Quando il sole sorge e le creature notturne si ritirano, la natura si prepara a esplodere in tutta la sua meraviglia, una vera e propria orchestra che crea un pattern sonoro limpido e preciso. Alla base il frinire dei grilli accompagna tutta la giornata; arrivano poi canti delle diverse specie di uccelli, che dialogano e interagiscono tra loro. Grande solista nella registrazione di Diego Espeleta è la scimmia urlatrice che, una volta sveglia, occupa con il suo richiamo tutto lo spazio, annunciando la sua presenza.
Infine, il vento dell’autunno scuote i pini e le querce, è calata la sera a Mas de la Barque, sul Monte Lozère, in Francia. Eppure qui il silenzio non esiste: la notte è popolata di suoni, come il bramito dei cervi e il bubolare dei gufi.
Così, nel cuore incontaminato delle terre occitane, mentre il sole tramonta, si conclude il viaggio.
Esercitare l’ascolto, sempre
La testimonianza raccolta nel fango del campo profughi di Eidomeni, al confine tra Grecia e Macedonia del Nord, dopo la chiusura della rotta balcanica verso l’Europa nel 2016; la lunga registrazione degli allenamenti di kickboxing Muay Thai in una palestra di Chiang Mai, in Thailandia; il canto interpretato da un gruppo di guerrieri Masai nel centro di un villaggio dove abitano poco più 250 persone in Kenya, e altre tracce ancora completano il mosaico degli spazi acustici raccolti in Field Recordings.
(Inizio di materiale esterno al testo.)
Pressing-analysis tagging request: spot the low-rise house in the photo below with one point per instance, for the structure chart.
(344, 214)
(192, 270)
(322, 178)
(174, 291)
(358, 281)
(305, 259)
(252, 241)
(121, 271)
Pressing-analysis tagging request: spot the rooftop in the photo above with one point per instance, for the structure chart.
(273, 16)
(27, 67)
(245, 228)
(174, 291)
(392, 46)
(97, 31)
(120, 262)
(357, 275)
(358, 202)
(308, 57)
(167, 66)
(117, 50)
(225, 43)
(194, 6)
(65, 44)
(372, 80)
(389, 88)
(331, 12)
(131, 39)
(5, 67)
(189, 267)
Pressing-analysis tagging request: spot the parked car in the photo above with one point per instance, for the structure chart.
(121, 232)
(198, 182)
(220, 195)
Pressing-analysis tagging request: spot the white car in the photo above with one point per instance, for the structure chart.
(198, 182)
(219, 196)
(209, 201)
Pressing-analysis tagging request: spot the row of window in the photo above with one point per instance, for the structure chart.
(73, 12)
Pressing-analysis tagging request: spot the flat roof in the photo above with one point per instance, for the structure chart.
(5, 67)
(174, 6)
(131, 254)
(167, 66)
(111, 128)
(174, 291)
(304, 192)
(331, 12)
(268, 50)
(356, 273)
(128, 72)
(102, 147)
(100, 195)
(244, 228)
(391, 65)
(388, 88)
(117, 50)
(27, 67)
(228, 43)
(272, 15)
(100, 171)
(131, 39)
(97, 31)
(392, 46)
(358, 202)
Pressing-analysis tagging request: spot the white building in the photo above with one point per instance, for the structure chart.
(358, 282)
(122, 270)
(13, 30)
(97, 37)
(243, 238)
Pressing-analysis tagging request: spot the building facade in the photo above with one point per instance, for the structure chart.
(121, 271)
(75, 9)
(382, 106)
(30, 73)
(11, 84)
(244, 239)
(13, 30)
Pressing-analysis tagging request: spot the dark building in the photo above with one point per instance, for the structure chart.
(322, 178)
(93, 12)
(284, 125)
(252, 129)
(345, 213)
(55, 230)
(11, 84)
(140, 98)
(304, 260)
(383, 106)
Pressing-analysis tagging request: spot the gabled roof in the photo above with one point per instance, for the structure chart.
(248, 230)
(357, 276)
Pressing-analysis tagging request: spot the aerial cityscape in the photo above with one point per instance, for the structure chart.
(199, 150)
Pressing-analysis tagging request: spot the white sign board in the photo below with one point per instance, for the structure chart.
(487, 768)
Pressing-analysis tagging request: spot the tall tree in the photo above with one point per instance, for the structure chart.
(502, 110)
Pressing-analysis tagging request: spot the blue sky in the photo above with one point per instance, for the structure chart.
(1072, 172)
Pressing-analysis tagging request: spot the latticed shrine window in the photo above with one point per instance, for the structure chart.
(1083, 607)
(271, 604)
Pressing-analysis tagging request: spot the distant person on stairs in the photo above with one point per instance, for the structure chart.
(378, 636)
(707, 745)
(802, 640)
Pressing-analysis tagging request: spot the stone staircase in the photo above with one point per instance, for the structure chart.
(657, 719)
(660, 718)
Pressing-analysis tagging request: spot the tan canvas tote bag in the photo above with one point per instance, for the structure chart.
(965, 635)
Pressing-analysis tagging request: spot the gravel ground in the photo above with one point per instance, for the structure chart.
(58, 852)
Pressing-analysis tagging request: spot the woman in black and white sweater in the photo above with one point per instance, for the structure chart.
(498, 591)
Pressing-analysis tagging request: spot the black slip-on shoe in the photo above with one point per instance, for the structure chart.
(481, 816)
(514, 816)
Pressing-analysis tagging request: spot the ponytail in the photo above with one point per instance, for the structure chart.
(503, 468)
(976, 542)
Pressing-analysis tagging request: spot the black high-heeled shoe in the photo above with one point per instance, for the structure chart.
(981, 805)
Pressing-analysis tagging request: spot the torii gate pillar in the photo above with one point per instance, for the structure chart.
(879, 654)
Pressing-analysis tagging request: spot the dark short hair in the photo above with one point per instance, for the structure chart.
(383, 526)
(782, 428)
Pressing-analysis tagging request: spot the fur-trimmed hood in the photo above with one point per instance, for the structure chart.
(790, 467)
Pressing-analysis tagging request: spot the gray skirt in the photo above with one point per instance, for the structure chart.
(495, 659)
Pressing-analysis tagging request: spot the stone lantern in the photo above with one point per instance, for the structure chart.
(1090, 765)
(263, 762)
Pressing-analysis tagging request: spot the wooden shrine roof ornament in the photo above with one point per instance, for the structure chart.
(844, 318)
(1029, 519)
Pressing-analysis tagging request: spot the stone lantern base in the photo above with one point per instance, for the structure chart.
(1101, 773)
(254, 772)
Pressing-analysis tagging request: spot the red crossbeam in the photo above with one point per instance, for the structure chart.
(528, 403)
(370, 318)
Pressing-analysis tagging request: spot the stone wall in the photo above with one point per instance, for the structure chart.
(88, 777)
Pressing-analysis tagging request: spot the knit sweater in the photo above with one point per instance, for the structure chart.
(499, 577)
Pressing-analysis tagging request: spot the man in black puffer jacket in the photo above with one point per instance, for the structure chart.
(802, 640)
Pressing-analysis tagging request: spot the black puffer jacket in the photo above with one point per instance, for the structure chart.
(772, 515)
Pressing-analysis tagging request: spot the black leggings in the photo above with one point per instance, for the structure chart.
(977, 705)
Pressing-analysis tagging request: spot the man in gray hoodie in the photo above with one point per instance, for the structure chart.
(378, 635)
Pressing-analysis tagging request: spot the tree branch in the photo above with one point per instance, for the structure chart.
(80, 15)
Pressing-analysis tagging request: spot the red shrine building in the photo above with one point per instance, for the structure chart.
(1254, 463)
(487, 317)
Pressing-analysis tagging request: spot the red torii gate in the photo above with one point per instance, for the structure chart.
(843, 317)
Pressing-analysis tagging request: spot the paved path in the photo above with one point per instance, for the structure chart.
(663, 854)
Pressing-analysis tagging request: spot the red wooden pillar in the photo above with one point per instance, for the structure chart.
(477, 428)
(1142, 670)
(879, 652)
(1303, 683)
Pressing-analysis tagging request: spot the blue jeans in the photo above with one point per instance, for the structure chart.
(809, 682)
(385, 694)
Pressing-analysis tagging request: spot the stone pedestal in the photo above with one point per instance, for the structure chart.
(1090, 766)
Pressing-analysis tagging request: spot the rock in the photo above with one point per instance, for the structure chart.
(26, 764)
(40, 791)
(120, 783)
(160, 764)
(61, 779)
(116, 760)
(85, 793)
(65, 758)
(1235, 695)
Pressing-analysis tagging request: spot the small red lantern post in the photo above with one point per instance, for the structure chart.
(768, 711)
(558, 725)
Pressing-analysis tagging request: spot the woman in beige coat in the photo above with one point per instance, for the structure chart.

Nella poesia Canto di me stesso, Walt Whitman scrive «Ora non farò che ascoltare», e descrive i suoni che si combinano, fondono e susseguono avvolgendo la sua persona.
Ecco cosa dovremmo fare, la più banale e allo stesso tempo complessa delle azioni: ascoltare. Poiché l’ascolto è un esercizio pratico di conoscenza, tolleranza e rispetto, l’unica via possibile per un tassello di bene in un mondo che non lascia respiro.
Siamo alla fine di uno dei Dispacci più etnomusicologici di sempre, e ora tocca a te: hai una scena che ti ha colpito, un paesaggio che ti è caro, un ricordo che vuoi condividere attraverso il suono? Dimmi:
Qual è il tuo paesaggio sonoro?
Scrivilo nei commenti — non rispondere alla mail — e proviamo a costruire la nostra mappa.
Intanto, grazie sempre.
Samantha
Del progetto di Cities and Memory Migration Sounds ha parlato anche
nella sua newsletter .
Nel gennaio del 2005, mia moglie ed io stavamo in Egitto, in un resort sperduto tra il mare e il deserto. Un deserto terroso e uniforme, con dune piccole e continue. Un bel giorno, decidiamo di affidarci a una guida per percorrerlo con la bicicletta per una ventina di chilometri, non di più. Insieme a noi, una coppia di tedeschi. Appena superata la prima duna, perdo il gruppo, visto che pedalavo troppo lentamente e mi distraevo di continuo. Ti posso assicurare che tutto sembrava uguale e che non riuscivo a ritrovare né il sentiero verso il resort né la direzione presa dal piccolo gruppo.
Mi sono detto "fermati, che tanto la guida sa come trovarti".
Intorno a me le dune e il nulla, il nulla e le dune. E grazie che le tre religioni monoteistiche sono nate del deserto!
Mi dirai "perché non hai seguito le tracce delle bici?". E qui arriva il suono, un suono che non dimenticherò mai. Più che altro, un leggerissimo sussurro: quello di un vento leggerissimo, soffuso, dolce e delicato che aveva già cancellato le esili tracce delle ruote, dei passi, di qualsiasi cosa fosse passata su quel terreno quasi sabbioso. Un suono impercettibile, ma evocativo e meraviglioso, che accompagnò le poche foto che scattai, prima che la guida si palesasse da un insospettabile punto, per riprendermi e portarmi là dove il gruppo si era fermato per prendere il fatidico tè nel deserto.
Sono un musicomane, appassionatissimo di ennetanti generi musicali. Ma quel suono, quel sussurro di vento leggero e suadente, non lo dimenticherò mai.
Stammi bene, Samantha.
Alla prossima, Alessandro
Grazie Samantha, quanti orizzonti spalancati in un numero solo, wow! Io posso dirti che ho iniziato a smettere di andare in giro con le cuffie per fare più caso ai suoni che mi circondano. La mia cosa preferita sono i frammenti di conversazioni ascoltate per strada.